Maintaining Myocardial Glucose Utilization in Diabetic Cardiomyopathy
Accelerates Mitochondrial Dysfunction.
Authors Wende AR, Schell JC, Ha CM, Pepin ME, Khalimonchuk O, Schwertz H, Pereira RO,
Brahma MK, Tuinei J, Contreras-Ferrat A, Wang L, Andrizzi CA, Olsen CD, Bradley
WE, Dell'Italia LJ, Dillmann WH, Litwin SE, Abel ED
Submitted By Submitted Externally on 6/8/2020
Status Published
Journal Diabetes
Year 2020
Date Published 5/1/2020
Volume : Pages Not Specified : Not Specified
PubMed Reference 32366681
Abstract Cardiac glucose uptake and oxidation are reduced in diabetes despite
hyperglycemia. Mitochondrial dysfunction contributes to heart failure in
diabetes. It is unclear if these changes are adaptive or maladaptive. To
directly evaluate the relationship between glucose delivery and mitochondrial
dysfunction in diabetic cardiomyopathy we generated transgenic mice with
inducible cardiomyocyte-specific expression of the glucose transporter (GLUT4).
We examined mice rendered hyperglycemic following low-dose streptozotocin prior
to increasing cardiomyocyte glucose uptake by transgene induction. Enhanced
myocardial glucose in non-diabetic mice decreased mitochondrial ATP generation
and was associated with echocardiographic evidence of diastolic dysfunction.

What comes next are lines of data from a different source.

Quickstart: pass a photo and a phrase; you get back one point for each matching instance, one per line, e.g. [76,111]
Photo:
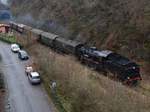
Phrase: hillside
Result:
[120,25]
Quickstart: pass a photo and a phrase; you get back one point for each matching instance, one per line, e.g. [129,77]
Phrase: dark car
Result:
[23,55]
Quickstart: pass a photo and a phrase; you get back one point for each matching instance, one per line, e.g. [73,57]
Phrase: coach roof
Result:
[37,31]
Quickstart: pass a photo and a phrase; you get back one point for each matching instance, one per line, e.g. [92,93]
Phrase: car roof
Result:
[22,51]
[35,74]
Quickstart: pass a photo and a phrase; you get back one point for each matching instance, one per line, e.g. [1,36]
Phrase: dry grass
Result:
[83,90]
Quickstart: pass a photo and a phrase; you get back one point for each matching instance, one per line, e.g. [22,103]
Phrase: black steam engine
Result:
[102,60]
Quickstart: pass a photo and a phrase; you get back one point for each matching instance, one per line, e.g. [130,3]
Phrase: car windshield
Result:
[23,53]
[15,47]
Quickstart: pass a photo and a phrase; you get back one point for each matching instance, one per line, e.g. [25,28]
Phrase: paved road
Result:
[23,97]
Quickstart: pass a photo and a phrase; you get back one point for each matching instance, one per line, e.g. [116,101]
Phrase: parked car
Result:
[34,78]
[28,69]
[15,48]
[23,55]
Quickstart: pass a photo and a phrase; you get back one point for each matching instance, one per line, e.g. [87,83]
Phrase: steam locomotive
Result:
[102,60]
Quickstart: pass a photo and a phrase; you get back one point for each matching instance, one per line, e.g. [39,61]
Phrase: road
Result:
[23,97]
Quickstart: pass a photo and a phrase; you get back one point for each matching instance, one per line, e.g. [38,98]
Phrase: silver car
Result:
[15,48]
[34,78]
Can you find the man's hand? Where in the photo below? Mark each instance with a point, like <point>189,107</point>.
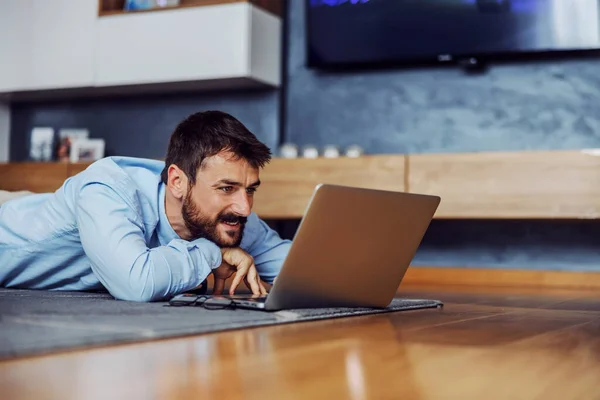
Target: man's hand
<point>236,260</point>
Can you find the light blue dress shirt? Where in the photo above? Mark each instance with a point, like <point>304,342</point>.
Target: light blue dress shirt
<point>106,228</point>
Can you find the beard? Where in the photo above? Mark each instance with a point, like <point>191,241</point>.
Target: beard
<point>202,226</point>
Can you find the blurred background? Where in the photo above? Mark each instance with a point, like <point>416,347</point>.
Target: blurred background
<point>387,76</point>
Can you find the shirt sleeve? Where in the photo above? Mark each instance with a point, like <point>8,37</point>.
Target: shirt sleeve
<point>112,234</point>
<point>268,249</point>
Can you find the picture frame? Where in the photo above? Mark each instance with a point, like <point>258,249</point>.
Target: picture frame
<point>86,150</point>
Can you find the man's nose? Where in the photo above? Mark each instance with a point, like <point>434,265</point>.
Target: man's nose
<point>242,204</point>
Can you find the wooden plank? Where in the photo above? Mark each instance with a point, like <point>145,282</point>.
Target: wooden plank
<point>463,351</point>
<point>31,176</point>
<point>501,278</point>
<point>522,184</point>
<point>75,168</point>
<point>289,183</point>
<point>115,7</point>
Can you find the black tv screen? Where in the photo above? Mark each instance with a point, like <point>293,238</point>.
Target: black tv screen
<point>346,32</point>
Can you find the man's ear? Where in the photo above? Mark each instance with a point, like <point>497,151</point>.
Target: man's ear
<point>177,182</point>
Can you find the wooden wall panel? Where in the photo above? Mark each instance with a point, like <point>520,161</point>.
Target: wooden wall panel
<point>31,176</point>
<point>524,184</point>
<point>497,277</point>
<point>289,183</point>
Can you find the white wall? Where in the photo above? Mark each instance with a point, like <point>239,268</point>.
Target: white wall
<point>4,131</point>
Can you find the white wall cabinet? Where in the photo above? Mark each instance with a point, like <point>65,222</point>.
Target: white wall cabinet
<point>63,44</point>
<point>62,49</point>
<point>188,45</point>
<point>15,44</point>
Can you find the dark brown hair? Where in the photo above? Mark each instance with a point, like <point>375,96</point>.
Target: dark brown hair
<point>205,134</point>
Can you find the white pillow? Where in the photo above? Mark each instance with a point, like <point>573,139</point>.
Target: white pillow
<point>6,195</point>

Increasing myocardial glucose delivery after short-term diabetes onset,
exacerbated mitochondrial oxidative dysfunction. Transcriptomic analysis
revealed that the largest changes, driven by glucose and diabetes, were in genes
involved in mitochondrial function. This glucose-dependent transcriptional
repression was in part mediated by O-GlcNAcylation of the transcription factor
Sp1. Increased glucose uptake induced direct O-GlcNAcylation of many electron
transport chain subunits and other mitochondrial proteins. These findings
identify mitochondria as a major target of glucotoxicity. They also suggest
reduced glucose utilization in diabetic cardiomyopathy might defend against
glucotoxicity and caution that restoring glucose delivery to the heart in the
context of diabetes could accelerate mitochondrial dysfunction by disrupting
protective metabolic adaptations.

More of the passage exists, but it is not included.